Termasuk di kota Ambon, fasilitas penyeberangan berupa JPO telah
disediakan oleh pengelola pusat perbelanjaan Maluku City Mall. JPO yang berada di
Jl. Jendral sudirman (depan MCM) ini diharapkan mampu mengurangi tingkat
keramaian dan kemacetan transportasi akibat adanya pertemuan antara pengendara
kendaraan dan pejalan kaki yang menyeberang.
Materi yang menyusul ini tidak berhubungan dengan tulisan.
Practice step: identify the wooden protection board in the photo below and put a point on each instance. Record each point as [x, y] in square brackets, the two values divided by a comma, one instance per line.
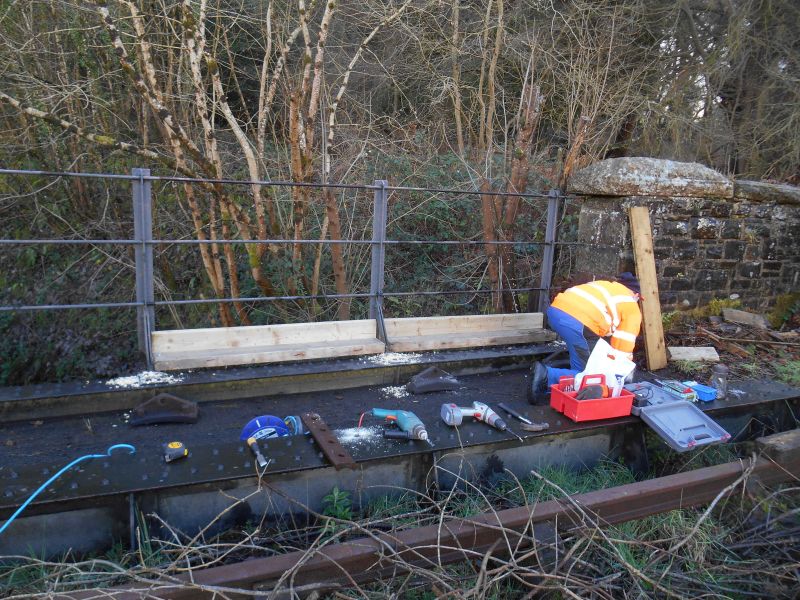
[693, 353]
[642, 238]
[224, 357]
[215, 338]
[476, 324]
[745, 318]
[471, 331]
Karena lokasinya yang berada pada
pusat perbelanjaan tentu akan menyebabkan sering terjadi penumpukan pejalan kaki
diatas jembatan, seperti halnya pada saat-saat mendekati momen hari raya dimana
banyak masyarakat yang datang untuk berbelanja kebutuhan hari raya mereka. Oleh
karena itu maka perlu untuk dilakukan analisis mengenai kekuatan atau kapasitas
struktur jembatan yang ada untuk menghadapi kondisi tersebut.

1
Penelitian ini bertujuan untuk mengetahui lendutan dan gaya yang terjadi pada
struktur jembatan dengan menggunakan software SAP 2000 pada pembebanan sesuai
dengan SNI 1725 2016 Sehingga diketahui kapasitas dari jembatan tersebut.

1.2 Perumusan Masalah


Perumusan masalah pada penelitian ini adalah “Berapakah kekuatan atau
kapasitas dari JPO sehingga diketahui apakah mampu menghadapi kondisi
penumpukan pengguna jembatan?”.

1.3 Tujuan Penelitian


Penelitian ini bertujuan untuk mengetahui kekuatan atau kapasitas dari JPO
sehingga diketahui apakah mampu menghadapi kondisi penumpukan pengguna
jembatan.

1.4. Manfaat Penelitian


Manfaat yang dapat diambil dari penelitian ini yaitu :
1. Memberikan informasi mengenai kekuatan atau kapasitas struktur dari
jembatan penyeberangan orang (JPO) di Jl. Jendral Sudirman, depan MCM.
2. Hasil penelitian ini diharapkan dapat dijadikan acuan kepada pihak-pihak
terkait dalam upaya menjaga keselamatan dan kenyamanan pengguna
jembatan.
3. Hasil penelitian ini diharapkan dapat dijadikan pedoman bagi pembaca dalam
mencari nilai kapasitas suatu jembatan.
1.5 Batasan Masalah
Agar penelitian ini tidak terlalu luas topik pembahasannya mengingat
perhitungan struktur jembatan yang sangat kompleks maka diperlukan pembatasan
masalah, adapun pembatasan masalah dari penelitian ini yaitu:
1. Perhitungan dilakukan pada bangunan atas jembatan (upper struckture)
2. Aturan yang digunakan :
a. BMS 1992 tentang perencanaan jembatan baja.
b. Pedoman No. 027/T/Bt/1995 tata cara perencanaan jembatan
penyeberangan untuk pejalan kaki di perkotaan.
c. RSNI T 03-2005 perencanaan struktur baja untuk jembatan.
d. SNI 1725 2016 tentang standar pembebanan untuk jembatan.
3. Perencanaan struktur baja dengan metode LFRD (Load Resisten and Factor
Design)
4. Perhitungan menggunakan bantuan program SAP 2000 versi 14 secara 3D
5. Analisa gempa, Reduksi baja, pengaruh susut tidak diperhitungkan.
6. beban hidup diperhitungkan sebagai beban statis, bukan beban dinamis.

2
BAB II
TINJAUAN PUSTAKA

2.1 Jembatan Penyeberang Orang

Menurut Fruin (1971) dalam Setyawan (2006) dalam perencanaan fasilitas


bagi pejalan kaki, termasuk fasilitas penyeberangan haruslah memperhatikan tujuh
sasaran utama yaitu: keselamatan (safety), keamanan (security), kemudahan
(convenience), kelancaran (continuity), kenyamanan (comfort), keterpaduan sistem
(system coherence), dan daya tarik (attractiveness). Ketujuh faktor tersebut saling
berhubungan (inter-related) dan saling tumpang tindih (overlapping). Berubahnya
salah satu faktor akan mempengaruhi perubahan faktor yang lain.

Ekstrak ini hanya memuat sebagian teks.